5 Things All Children Need to Succeed
5 Things All Children Need to SucceedAnne Sussman, Director, K-12 Communications
There was nothing but admiration and praise for Alma Powell and her America’s Promise Alliance as she received the College Board Medal for Distinguished Service to Education on Thursday. The medal is the highest honor given to any individual by the College Board, in recognition of outstanding national leadership and service in the advancement of educational opportunity.
Powell, along with her husband Gen. Colin Powell, founded the America’s Promise Alliance in 1997 on the simple yet profound belief that all children are capable of learning and thriving, and that every individual, institution, and sector shares the responsibility of helping all young people succeed. “I’m deeply honored and proud to accept this award on behalf of Colin and the hundreds of partners and thousands of people who are part of [the alliance],” she said.
America’s Promise is actually a collection of five promises — what Powell calls “the original common core” — made to the nation’s children.
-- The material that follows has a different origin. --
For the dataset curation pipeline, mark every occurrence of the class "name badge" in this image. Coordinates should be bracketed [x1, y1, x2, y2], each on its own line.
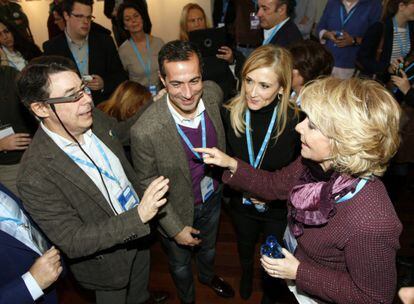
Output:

Every child will have in their lives:
- Caring adults
- A healthy start
- Safe places to learn and play
- An effective education that teaches a marketable skill
- Opportunities to give back to the community
There are more than 700 sites and organizations that have been designated “Promise Places.” These locations, which include schools, churches, community organizations, and businesses, pledge to provide all five promises to young people to ensure their success.
Powell believes that adults outside the family play a big role in shaping the lives of children. “Caring adults are what help the other promises come true,” she said. “And the young people we spoke to were clear: They want us to be involved in their lives.”
She then told the story of a young girl who was part of a group to prevent teen pregnancy. Each girl had to find a mentor on their school’s staff, and when asked what she thought of this, the girl said, “You know, it’s nice to have your parents tell you things and to work with you, but sometimes you need a second opinion.”
And sometimes showing up is all it takes. “You don’t have to be experts to be leaders in your children’s future,” said Powell. “You just have to be a caring adult and always be there.”